A Red Bull Arena de Leipzig é um bocadinho como aqueles prédios onde a remodelação começou pelos interiores. A zona do relvado parece novinha em folha, com o vermelho do RB Leipzig a dominar. O resto das instalações estará mais perto do Zentralstadion, o velho estádio construído nos anos 50, ainda na era mão de ferro da República Democrática Alemã. O design desses tempos dá-lhe algum charme vintage racionalista, o cinzento do betão das suas entranhas impressiona. Mas o problema é que nem tudo é lá muito prático.

Case in point: na conferência de imprensa de Portugal, já só havia lugar do lado direito da sala. Acontece que daí praticamente toda a visibilidade para a mesa está obstruída por uma gigante coluna. Foi por isso um exercício de ginástica esticar o pescoço para olhar para as expressões de Rúben Dias e Roberto Martínez, aparentemente calmos mas com aquela tensãozinha de quem está quase a iniciar um importante torneio. Uma bonita homenagem a Vítor do Poste, figura mítica da Liga dos Últimos, que tirava foras de jogo com a ajuda de um poste de electricidade e que faleceu recentemente. RIP Vítor do Poste.

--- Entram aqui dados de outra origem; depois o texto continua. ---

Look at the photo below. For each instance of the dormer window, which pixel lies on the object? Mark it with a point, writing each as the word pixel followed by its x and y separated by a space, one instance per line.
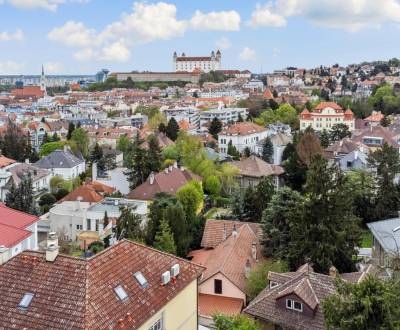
pixel 294 305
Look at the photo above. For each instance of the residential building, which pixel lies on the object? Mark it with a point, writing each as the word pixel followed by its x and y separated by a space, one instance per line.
pixel 62 163
pixel 242 135
pixel 18 232
pixel 253 169
pixel 326 115
pixel 230 249
pixel 293 300
pixel 225 115
pixel 204 63
pixel 386 242
pixel 168 181
pixel 127 286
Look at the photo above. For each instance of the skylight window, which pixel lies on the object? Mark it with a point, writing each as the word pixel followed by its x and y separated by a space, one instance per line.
pixel 141 279
pixel 26 300
pixel 121 293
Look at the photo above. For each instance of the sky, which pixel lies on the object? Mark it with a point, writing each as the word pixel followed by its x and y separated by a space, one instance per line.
pixel 83 36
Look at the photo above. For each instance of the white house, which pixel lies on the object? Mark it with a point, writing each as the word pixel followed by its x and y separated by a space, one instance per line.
pixel 241 135
pixel 18 232
pixel 62 163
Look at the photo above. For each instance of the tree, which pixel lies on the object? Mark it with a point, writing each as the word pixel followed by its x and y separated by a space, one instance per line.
pixel 238 322
pixel 81 138
pixel 71 128
pixel 215 127
pixel 172 129
pixel 129 225
pixel 21 197
pixel 268 150
pixel 154 157
pixel 329 231
pixel 258 277
pixel 285 211
pixel 164 239
pixel 339 132
pixel 367 305
pixel 386 161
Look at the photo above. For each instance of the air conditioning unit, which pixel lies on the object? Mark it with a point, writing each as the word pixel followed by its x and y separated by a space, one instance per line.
pixel 165 278
pixel 175 270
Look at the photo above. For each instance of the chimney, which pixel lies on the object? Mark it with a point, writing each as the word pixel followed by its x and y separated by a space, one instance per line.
pixel 247 269
pixel 52 247
pixel 151 178
pixel 234 231
pixel 4 254
pixel 254 251
pixel 94 171
pixel 333 272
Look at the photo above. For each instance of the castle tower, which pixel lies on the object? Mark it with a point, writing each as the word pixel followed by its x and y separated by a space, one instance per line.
pixel 43 81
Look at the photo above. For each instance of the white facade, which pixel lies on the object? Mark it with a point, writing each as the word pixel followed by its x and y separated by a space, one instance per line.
pixel 189 64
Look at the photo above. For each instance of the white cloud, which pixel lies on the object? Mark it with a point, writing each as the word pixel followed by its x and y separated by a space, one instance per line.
pixel 247 54
pixel 221 21
pixel 223 43
pixel 51 5
pixel 117 51
pixel 74 34
pixel 53 68
pixel 263 16
pixel 11 67
pixel 18 35
pixel 350 15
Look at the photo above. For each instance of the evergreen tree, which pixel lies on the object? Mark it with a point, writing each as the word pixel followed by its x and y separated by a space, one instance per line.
pixel 329 231
pixel 268 150
pixel 71 128
pixel 172 129
pixel 129 225
pixel 164 239
pixel 21 197
pixel 154 156
pixel 106 239
pixel 215 127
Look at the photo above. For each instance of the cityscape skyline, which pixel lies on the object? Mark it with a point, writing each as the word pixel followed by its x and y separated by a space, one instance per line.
pixel 65 37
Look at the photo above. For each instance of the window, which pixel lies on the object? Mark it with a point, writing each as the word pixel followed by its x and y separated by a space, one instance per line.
pixel 141 279
pixel 26 300
pixel 295 305
pixel 158 325
pixel 121 293
pixel 218 286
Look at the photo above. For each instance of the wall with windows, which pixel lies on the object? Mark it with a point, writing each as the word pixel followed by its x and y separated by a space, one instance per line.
pixel 179 314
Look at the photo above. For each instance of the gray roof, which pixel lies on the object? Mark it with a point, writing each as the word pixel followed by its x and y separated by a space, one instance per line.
pixel 387 238
pixel 59 159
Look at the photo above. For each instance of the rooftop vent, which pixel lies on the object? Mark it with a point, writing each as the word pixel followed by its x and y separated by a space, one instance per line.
pixel 175 270
pixel 26 300
pixel 121 293
pixel 141 279
pixel 165 278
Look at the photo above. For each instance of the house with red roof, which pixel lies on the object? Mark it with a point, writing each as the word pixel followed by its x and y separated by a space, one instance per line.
pixel 325 116
pixel 18 232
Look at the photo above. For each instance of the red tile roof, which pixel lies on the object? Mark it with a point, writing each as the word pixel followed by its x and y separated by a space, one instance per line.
pixel 212 304
pixel 73 293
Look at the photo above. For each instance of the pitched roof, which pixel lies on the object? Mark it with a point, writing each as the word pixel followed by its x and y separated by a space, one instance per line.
pixel 59 159
pixel 163 182
pixel 256 167
pixel 243 128
pixel 73 293
pixel 231 256
pixel 214 231
pixel 211 304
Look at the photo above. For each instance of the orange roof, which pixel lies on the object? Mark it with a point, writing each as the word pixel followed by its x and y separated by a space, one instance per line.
pixel 243 128
pixel 212 304
pixel 4 161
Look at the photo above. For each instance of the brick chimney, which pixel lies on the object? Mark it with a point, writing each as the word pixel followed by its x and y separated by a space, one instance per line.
pixel 52 247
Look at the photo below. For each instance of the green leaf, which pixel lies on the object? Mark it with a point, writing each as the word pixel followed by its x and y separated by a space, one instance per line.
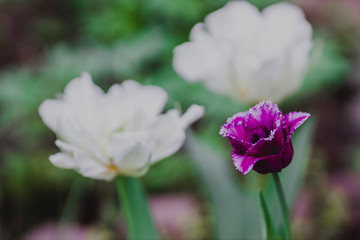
pixel 292 176
pixel 270 231
pixel 236 210
pixel 135 209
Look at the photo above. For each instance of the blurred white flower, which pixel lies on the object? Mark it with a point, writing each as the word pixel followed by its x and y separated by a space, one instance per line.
pixel 121 132
pixel 247 54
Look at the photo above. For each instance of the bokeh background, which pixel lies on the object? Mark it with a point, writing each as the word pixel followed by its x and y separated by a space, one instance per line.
pixel 46 43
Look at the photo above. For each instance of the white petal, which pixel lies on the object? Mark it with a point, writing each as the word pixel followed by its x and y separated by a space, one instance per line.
pixel 81 89
pixel 195 61
pixel 151 99
pixel 236 22
pixel 88 167
pixel 284 27
pixel 133 161
pixel 200 33
pixel 63 160
pixel 169 134
pixel 50 112
pixel 84 101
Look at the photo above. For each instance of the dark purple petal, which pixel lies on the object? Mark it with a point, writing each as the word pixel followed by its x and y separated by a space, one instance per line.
pixel 268 146
pixel 243 163
pixel 265 116
pixel 269 164
pixel 261 137
pixel 235 128
pixel 287 153
pixel 239 146
pixel 291 121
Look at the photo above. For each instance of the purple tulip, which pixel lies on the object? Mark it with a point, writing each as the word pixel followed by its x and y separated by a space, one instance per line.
pixel 261 137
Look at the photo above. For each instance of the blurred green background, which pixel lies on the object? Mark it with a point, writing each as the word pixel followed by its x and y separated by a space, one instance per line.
pixel 46 43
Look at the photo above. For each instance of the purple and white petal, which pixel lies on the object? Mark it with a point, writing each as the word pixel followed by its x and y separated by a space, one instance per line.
pixel 291 121
pixel 243 163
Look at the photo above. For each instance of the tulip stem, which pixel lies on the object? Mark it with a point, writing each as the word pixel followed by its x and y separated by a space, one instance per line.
pixel 284 208
pixel 125 206
pixel 135 209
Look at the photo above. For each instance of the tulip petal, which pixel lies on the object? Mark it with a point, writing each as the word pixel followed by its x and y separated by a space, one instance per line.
pixel 287 153
pixel 237 22
pixel 50 112
pixel 134 161
pixel 88 167
pixel 291 121
pixel 265 115
pixel 151 99
pixel 63 160
pixel 165 143
pixel 243 163
pixel 269 164
pixel 271 145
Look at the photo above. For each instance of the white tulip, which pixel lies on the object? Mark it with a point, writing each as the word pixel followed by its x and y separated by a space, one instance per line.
pixel 121 132
pixel 246 54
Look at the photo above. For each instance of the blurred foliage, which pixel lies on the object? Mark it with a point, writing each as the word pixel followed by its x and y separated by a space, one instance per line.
pixel 116 40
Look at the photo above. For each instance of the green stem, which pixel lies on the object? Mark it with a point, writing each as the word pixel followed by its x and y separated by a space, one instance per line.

Um fora de jogo bem tirado a Roberto Martínez

Assim de esguelha, pareceu que Pepe não está fora de jogo, mas Rúben Dias não adiantou muito mais sobre quem será o seu companheiro no eixo da defesa. Ou companheiros. Soubemos mais sobre a falta de superstições de Martínez e sobre o seu guarda-roupa: diz que trouxe sete camisolas, uma para cada jogo até à final e que não espera regressar antes disso. Se será recebido em festa, logo se vê.